Auf dem Marsch durch den Urwald.
Blumeninsel bei Rio de Janeiro.
Diesen Teil der Stadt so auszubauen, daß er den Vergleich mit jeder Hauptstadt der Welt aushält, hat die Brasilianer ein Vermögen gekostet, so viel, daß die Unzufriedenheit in den einzelnen Staaten, vor allem in denen des Nordens, groß wurde, weil so viel an den Prunk der Hauptstadt gehängt wurde, während es für ihre Bedürfnisse an Geld mangelte.
Wie Buenos Aires war die City von Rio ursprünglich ein Winkelwerk kleiner Gassen. Eine Bresche wurde hindurchgeschlagen, von einer Bucht zur andern, ein mächtiger Durchlaß für Luft und Licht, der den frischen Seewind bis ins Zentrum trägt. Die so entstandene Avenida Rio Branco grenzt auf der einen Seite an die Kais und die Hafenanlagen, auf der andern an die Praia, den freien Strand, die breiten palmenbepflanzten und beetumsäumten promenadeartigen Straßenzüge, die viele Kilometer weit die Buchten entlang führen.

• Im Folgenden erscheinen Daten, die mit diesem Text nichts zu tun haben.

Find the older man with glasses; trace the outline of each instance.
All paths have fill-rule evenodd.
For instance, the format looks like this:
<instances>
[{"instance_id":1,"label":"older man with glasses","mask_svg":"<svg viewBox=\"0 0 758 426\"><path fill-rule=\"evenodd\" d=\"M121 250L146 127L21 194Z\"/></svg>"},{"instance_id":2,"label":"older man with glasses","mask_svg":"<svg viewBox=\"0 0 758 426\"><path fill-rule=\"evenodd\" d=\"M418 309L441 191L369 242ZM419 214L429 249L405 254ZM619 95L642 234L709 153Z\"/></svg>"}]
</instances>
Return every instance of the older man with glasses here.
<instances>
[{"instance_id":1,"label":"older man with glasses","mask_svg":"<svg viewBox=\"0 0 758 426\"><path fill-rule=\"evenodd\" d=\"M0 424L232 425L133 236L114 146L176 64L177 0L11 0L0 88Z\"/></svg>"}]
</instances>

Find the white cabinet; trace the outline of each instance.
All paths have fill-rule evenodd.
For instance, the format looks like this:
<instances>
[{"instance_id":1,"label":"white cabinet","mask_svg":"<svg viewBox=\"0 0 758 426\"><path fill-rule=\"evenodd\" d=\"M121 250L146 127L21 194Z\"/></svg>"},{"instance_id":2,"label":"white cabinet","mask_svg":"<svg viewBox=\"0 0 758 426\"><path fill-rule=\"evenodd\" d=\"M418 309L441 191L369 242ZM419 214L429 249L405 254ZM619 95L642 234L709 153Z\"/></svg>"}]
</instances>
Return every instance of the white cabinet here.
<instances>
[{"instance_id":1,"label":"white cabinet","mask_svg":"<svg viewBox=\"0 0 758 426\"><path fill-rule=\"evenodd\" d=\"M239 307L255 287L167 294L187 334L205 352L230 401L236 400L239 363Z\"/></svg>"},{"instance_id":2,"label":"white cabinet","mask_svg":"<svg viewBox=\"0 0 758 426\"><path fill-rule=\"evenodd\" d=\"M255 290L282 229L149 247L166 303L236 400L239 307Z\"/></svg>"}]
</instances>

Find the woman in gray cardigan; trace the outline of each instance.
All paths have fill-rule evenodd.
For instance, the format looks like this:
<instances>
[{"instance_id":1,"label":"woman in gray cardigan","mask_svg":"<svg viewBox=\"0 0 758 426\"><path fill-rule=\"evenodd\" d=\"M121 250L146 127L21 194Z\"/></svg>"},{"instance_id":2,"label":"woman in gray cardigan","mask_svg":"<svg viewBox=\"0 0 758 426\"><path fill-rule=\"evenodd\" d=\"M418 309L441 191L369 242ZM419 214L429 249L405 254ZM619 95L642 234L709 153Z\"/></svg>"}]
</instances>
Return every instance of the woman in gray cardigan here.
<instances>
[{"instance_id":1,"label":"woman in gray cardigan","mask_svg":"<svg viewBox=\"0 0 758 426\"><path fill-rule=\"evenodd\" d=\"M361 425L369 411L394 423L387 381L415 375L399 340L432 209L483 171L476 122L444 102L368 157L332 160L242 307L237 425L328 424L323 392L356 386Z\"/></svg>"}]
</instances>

Auf diesen Promenaden, sowie in den Straßen, die auf sie münden, sieht man am frühen Morgen ein eigenartiges Bild: Männlein und Weiblein wandern da, nur mit dem Badeanzug, höchstens noch mit Bademantel oder Badetuch bekleidet, an den Strand. Eine Badeanstalt in unserm Sinn gibt es in ganz Rio nicht; jeder badet, wo er gerade Lust hat, und an der Stelle, die seiner Wohnung am nächsten. In bestimmten Abständen führen Treppen oder schräge Rampen ins Wasser hinunter. Dieser Badebrauch beschränkt sich keineswegs auf die unteren Schichten. Auch die Damen der Gesellschaft baden hier, und man kann des Morgens häufig Damen sehen, die im Badeanzug ihr eigenes Auto an den Strand hinunterlenken.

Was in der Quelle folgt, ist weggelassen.